Initialize conda for your shell permanently:

conda init

This will add command lines to your ~/.zshrc file to initialize conda path variables at each startup. The modified ~/.zshrc file looks like:

# export PATH="/usr/local/anaconda3/bin:$PATH"  # commented out by conda initialize

# >>> conda initialize >>>
# !! Contents within this block are managed by 'conda init' !!
__conda_setup="$('/usr/local/anaconda3/bin/conda' 'shell.zsh' 'hook' 2> /dev/null)"
if [ $? -eq 0 ]; then
    eval "$__conda_setup"
else
    if [ -f "/usr/local/anaconda3/etc/profile.d/conda.sh" ]; then
        . "/usr/local/anaconda3/etc/profile.d/conda.sh"
    else
        export PATH="/usr/local/anaconda3/bin:$PATH"
    fi
fi
unset __conda_setup
# <<< conda initialize <<<

Do a source ~/.zshrc run after conda init.

Creating Conda Environments

Now, a new conda environment can be easily created using:

conda create -n ENV_NAME

If there is a environment configuration file available, you can pass the file name too:

conda env create -n ENV_NAME --file=FILE_PATH

If just conda env create -n ENV_NAME is used, without passing any filename path for the environment configuration file.

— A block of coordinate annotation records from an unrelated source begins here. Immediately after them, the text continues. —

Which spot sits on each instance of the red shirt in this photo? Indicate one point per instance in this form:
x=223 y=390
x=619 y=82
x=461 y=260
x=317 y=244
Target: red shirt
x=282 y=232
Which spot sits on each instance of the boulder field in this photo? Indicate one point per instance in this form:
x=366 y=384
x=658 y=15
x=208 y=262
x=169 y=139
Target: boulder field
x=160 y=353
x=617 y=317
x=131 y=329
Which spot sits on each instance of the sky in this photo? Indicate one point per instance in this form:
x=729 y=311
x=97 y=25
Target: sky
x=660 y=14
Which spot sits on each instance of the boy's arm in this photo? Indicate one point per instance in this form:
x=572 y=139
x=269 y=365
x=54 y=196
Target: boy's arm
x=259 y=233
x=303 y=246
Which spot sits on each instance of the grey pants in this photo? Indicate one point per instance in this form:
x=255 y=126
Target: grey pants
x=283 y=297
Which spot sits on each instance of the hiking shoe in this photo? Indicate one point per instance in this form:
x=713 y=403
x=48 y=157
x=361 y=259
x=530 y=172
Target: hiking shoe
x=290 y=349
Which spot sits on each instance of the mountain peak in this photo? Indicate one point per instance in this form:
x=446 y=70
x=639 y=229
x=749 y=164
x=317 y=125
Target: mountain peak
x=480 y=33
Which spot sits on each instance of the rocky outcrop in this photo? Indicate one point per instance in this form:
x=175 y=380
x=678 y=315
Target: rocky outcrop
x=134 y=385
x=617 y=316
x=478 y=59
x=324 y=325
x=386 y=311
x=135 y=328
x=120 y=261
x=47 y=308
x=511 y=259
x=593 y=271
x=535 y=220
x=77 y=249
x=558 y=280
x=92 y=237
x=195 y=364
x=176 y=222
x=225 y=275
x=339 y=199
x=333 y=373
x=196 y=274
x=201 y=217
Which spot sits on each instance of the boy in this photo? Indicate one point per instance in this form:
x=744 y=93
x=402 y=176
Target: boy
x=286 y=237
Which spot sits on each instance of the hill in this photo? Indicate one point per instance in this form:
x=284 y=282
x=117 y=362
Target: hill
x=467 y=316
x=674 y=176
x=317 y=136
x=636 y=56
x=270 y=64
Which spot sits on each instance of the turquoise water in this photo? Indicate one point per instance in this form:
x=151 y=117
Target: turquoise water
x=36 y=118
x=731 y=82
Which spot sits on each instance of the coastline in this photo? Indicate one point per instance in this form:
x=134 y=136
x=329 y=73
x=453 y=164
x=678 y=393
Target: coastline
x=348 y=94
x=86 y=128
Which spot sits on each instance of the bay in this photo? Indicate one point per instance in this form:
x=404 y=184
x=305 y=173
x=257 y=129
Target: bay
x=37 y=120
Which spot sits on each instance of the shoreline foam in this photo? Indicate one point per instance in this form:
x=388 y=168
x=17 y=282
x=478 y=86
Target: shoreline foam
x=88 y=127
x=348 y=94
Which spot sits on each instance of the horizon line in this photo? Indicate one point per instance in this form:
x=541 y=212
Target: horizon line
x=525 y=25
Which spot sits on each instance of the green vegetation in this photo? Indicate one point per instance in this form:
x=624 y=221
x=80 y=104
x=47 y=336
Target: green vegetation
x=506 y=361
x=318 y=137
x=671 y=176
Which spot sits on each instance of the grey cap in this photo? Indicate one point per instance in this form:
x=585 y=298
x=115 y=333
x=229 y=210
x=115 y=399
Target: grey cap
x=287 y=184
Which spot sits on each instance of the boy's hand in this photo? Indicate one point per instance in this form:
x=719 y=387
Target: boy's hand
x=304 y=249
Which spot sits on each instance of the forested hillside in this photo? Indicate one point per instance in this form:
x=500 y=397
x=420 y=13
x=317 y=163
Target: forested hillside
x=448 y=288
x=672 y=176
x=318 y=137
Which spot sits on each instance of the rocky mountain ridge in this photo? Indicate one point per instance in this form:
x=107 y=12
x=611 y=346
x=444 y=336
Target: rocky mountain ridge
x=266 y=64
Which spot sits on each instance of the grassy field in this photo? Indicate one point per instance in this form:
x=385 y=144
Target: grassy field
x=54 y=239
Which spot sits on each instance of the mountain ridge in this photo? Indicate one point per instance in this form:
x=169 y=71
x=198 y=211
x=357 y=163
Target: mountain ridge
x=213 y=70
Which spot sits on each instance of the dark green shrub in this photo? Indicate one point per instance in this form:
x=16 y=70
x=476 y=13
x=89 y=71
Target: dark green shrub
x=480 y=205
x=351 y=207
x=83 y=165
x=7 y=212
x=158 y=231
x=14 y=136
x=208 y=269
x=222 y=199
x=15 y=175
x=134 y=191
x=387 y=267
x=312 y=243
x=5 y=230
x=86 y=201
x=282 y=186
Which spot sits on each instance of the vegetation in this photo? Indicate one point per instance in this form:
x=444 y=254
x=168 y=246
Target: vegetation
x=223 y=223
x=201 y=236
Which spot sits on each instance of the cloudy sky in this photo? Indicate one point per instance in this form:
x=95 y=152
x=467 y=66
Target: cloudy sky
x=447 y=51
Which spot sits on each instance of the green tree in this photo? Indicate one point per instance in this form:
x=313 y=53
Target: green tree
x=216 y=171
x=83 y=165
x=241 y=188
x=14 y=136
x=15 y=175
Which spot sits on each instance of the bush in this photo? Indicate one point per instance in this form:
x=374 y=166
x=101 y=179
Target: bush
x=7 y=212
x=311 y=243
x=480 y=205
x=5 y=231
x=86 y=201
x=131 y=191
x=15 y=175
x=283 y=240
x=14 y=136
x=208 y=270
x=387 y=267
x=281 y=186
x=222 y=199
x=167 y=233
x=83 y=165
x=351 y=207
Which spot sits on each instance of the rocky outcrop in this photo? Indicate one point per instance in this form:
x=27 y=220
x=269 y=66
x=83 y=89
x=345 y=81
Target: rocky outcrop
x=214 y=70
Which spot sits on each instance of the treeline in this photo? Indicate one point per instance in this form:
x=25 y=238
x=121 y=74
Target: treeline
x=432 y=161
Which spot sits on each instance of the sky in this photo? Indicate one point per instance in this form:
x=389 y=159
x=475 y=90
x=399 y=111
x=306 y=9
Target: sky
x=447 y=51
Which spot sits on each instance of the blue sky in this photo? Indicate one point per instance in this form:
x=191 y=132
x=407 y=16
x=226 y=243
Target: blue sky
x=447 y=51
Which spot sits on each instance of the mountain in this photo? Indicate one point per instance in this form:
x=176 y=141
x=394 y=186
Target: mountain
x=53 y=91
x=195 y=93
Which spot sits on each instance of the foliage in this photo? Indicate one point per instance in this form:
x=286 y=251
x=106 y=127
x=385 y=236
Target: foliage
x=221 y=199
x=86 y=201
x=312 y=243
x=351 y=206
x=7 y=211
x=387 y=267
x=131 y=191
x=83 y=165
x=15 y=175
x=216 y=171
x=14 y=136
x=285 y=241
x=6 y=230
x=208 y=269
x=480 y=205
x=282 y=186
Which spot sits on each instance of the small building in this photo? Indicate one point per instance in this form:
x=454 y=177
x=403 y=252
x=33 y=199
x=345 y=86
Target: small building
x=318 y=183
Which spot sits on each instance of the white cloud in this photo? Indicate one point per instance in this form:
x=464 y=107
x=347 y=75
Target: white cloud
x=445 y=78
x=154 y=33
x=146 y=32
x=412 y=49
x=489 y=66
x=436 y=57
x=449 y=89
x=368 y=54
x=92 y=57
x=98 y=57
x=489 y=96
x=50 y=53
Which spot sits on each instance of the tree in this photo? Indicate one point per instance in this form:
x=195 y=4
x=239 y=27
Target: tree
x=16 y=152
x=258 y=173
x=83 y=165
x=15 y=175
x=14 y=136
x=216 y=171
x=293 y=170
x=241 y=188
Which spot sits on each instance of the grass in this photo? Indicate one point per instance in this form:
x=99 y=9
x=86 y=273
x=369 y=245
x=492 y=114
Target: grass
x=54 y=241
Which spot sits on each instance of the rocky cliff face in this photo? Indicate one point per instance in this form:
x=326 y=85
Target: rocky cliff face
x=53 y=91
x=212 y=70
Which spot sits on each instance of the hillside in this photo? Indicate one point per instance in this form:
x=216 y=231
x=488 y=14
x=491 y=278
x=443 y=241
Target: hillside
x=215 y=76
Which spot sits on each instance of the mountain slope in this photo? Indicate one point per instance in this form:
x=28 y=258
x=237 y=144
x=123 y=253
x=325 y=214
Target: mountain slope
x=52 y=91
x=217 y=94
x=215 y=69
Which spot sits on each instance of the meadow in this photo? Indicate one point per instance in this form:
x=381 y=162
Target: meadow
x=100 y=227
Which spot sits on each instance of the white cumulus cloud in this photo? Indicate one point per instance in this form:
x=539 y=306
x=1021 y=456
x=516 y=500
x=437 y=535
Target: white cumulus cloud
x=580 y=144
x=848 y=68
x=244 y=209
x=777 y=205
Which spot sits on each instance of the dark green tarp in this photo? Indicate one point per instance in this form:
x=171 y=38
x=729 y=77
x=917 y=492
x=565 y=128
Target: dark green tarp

Check the list of all available conda enviroments using :

conda info --envs
conda env list

See : https://docs.conda.io/projects/conda/en/stable/user-guide/getting-started.html

Installing New Packages

Individual packages can be installed into this environment by:

conda activate ENV_NAME
conda install PKG_NAME
pip3 install PKG_NAME

To install packages to a specific environment, do:

conda install --name ENV_NAME -c conda-forge PKG_NAME

where, -c conda-forge denotes the conda channel to use for the download.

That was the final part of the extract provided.